# Polynomial remainder theorem

In algebra, the polynomial remainder theorem or little Bézout's theorem[1] is an application of Euclidean division of polynomials. It states that the remainder of the division of a polynomial $f(x)$ by a linear polynomial $x-a$ is equal to $f(a) .$ In particular, $x-a$ is a divisor of $f(x)$ if and only if $f(a)=0.$

## Examples

### Example 1

Let $f(x) = x^3 - 12x^2 - 42\,$. Polynomial division of $f(x)\,$ by $x-3\,$ gives the quotient $x^2 - 9x - 27\,$ and the remainder $-123\,$. Therefore, $f(3)=-123\,$.

### Example 2

Show that the polynomial remainder theorem holds for an arbitrary second degree polynomial $f(x) = ax^2 + bx + c$ by using algebraic manipulation:

\begin{align} \frac{f(x)}{{x - r}} &= \frac{{a{x^2} + bx + c}}{{x - r}} \\ &= \frac{{ax(x - r) + (b + ar)x + c}}{{x - r}} \\ &= ax + \frac{{(b + ar)(x - r) + c + r(b + ar)}}{{x - r}} \\ &= ax + b + ar + \frac{{c + r(b + ar)}}{{x - r}} \\ &= ax + b + ar + \frac{{a{r^2} + br + c}}{{x - r}} \end{align}

Multiplying both sides by (x − r) gives

$f(x) = ax^2 + bx + c = (ax + b + ar)(x - r) + {a{r^2} + br + c}$.

Since $R = ar^2 + br + c$ is our remainder, we have indeed shown that $f(r) = R$.

## Proof

The polynomial remainder theorem follows from the definition of polynomial long division; denoting the divisor, quotient and remainder by, respectively, $g(x)\,$, $q(x)\,$, and $r(x)\,$, polynomial long division gives a solution of the equation

$f(x)=q(x)g(x) + r(x)\,,$

where the degree of $r(x)\,$ is less than that of $g(x)\,$.

If we take $g(x) = x-a\,$ as the divisor, giving the degree of $r(x)\,$ as 0, i.e. $r(x) = r\,$:

$f(x)=q(x)(x-a) + r\,.$

Setting $x=a \!\,$ we obtain:

$f(a)=r\,.$

## Applications

The polynomial remainder theorem may be used to evaluate $f(a)\,$ by calculating the remainder, $r$. Although polynomial long division is more difficult than evaluating the function itself, synthetic division is computationally easier.
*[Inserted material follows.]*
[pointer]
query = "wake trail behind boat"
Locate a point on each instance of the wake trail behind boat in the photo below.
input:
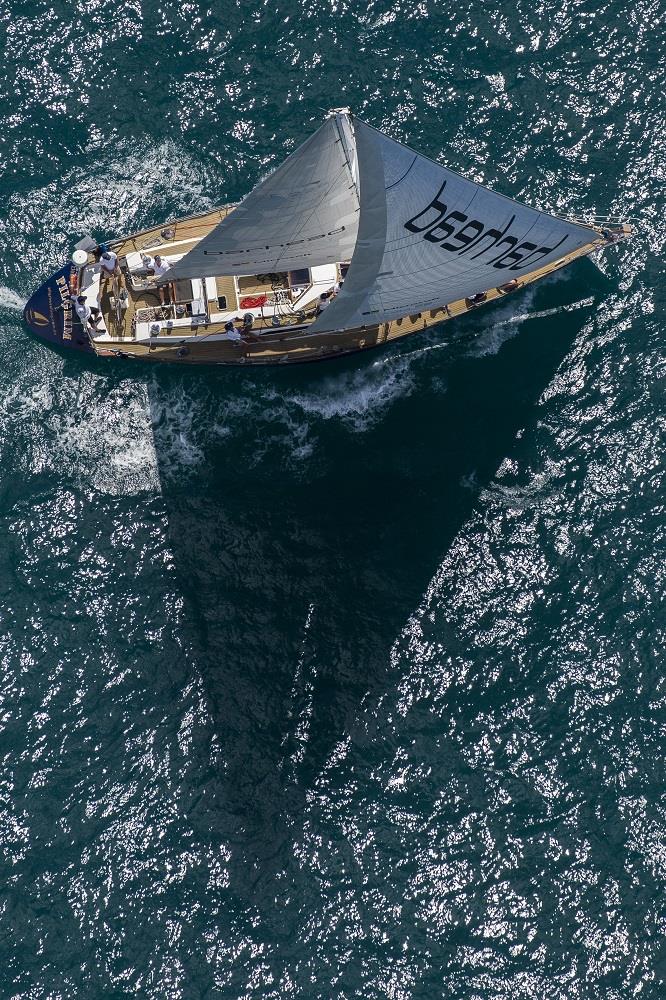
(509, 321)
Thus, the function may be more "cheaply" evaluated using synthetic division and the polynomial remainder theorem.

The factor theorem is another application of the remainder theorem: if the remainder is zero, then the linear divisor is a factor. Repeated application of the factor theorem may be used to factorize the polynomial.

## References

1. ^ Piotr Rudnicki (2004). "Little Bézout Theorem (Factor Theorem)". Formalized Mathematics 12 (1): 49–58.